One of Africa’s greatest safari destinations, the 22 000-square kilometre wilderness of Etosha National Park is a top highlight for many travellers to Northern Namibia. Made up of grasslands and woodland savanna and dominated by a giant salt pan, Etosha is home to 114 species of mammals, including four of the Big Five and the world’s largest concentration of black rhino.
In a land of sweeping deserts, towering sand dunes and stark Quiver trees, Etosha National Park is a welcome oasis for Namibia’s wildlife. As the most popular national park to visit on a Namibia safari, Etosha delights time and time again with its striking white salt pan that adds to the already bizarre collection of Namibian landscapes.
Wildlife is prolific in Etosha. You can find four of the Big Five in the park, with the exception of the buffalo. In addition, you will spot giraffe, wildebeest, oryx, lion, leopard, cheetah, black rhino, rare black-faced impala, elephants and multiple species of antelope.
Birdlife is also wonderful, particularly during the summer months. 340 bird species can be observed, from flamingos to raptures, owls, hornbills, Rüppel’s parrots, eagles, vultures and many, many more. The best place to birdwatch is Fisher’s Pan.
What type of traveller would enjoy Etosha National Park?
- Wildlife-enthusiasts and photographers will love how the wildlife drama plays out in the floodlit waterholes dotted around the park, attracting all manner of desert-adapted predators and game.

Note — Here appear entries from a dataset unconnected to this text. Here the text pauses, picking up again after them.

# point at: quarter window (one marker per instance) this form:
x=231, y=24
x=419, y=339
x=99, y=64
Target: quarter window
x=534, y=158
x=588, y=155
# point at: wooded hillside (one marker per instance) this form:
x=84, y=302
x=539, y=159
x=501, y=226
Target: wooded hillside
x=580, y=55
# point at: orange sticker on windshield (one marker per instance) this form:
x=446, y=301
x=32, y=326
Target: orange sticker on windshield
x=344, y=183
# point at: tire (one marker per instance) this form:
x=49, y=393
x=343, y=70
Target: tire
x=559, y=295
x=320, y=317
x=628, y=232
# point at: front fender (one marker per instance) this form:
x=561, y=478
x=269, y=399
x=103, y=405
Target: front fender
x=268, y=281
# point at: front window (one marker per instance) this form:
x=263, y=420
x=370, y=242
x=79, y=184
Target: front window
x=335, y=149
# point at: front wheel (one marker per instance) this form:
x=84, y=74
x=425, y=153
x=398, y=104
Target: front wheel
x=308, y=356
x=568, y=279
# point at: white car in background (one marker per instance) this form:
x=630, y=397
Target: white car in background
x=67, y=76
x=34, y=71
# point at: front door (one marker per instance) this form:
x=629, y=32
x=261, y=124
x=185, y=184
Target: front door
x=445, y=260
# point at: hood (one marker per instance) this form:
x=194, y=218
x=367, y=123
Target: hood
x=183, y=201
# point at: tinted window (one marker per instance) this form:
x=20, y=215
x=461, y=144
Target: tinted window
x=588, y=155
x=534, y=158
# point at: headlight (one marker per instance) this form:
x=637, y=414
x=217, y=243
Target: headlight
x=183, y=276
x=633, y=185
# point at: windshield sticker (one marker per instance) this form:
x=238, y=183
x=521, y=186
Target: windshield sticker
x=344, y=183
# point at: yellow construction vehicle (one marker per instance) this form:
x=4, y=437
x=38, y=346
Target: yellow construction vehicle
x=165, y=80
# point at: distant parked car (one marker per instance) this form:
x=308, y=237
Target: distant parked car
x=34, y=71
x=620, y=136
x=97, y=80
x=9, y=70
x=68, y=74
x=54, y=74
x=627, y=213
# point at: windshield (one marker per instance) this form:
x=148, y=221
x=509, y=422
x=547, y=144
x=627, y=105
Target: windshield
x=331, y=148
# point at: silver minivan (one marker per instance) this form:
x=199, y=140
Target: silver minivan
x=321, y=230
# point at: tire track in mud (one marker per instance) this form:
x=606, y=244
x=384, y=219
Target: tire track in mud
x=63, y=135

- For honeymooners, there are a variety of luxury lodges outside the park that offer game drives in Etosha. Enquire now and we’ll advise you on where to stay to get the best possible experience.
- Self-drive adventurers
- Etosha is a malaria-free destination and well suited to family travel.
Where to stay:
The boardwalk that takes you to plenty of action at a waterhole
Olifantsrus Campsite (from N$ 350)
Namutoni Camp (from N$ 1200)
Ongava Tented Camp (from N$ 4198)
When should you go?
A visit to Etosha during the dry months of June to October means you’ll be treated to some of the best wildlife viewing that you can have on the continent. The lack of rain forces animals to congregate around the waterholes spread out in the park, so seeing black rhino, herds of elephant, prides of lion, as well as herds of zebra, giraffe and springbok takes no more effort than parking next to a waterhole and waiting for the animals to arrive.
The rainy summer months have their own appeal though: at this time of year, the vegetation is lush and green, and for keen birdwatchers there are the million flamingos that use Etosha as a breeding ground, and the host of migratory bird species that make the park their temporary home.
- Etosha is a perfect choice for a self-drive holiday: the roads are easy to navigate and are in very good condition – and suitable for 2WD vehicles, although you might prefer a 4WD for better visibility.
- Self-drive visitors will have to pay a small entry fee for vehicles, N$ 10.
- Foreign visitors can expect to pay N$ 80 per adult per day in park fees (prices for 2018). Children under 16 years old enter for free.
- There are several camps inside the park that offer camping grounds, self-catering chalets and luxury rooms, but the lodging options outside of the park gates are also excellent.
- Etosha National Park is best visited in the winter months of June to September, when it’s much easier to spot animals than in the rainy summer months. The winter months can get very busy, however, so be sure to book your lodging many months in advance.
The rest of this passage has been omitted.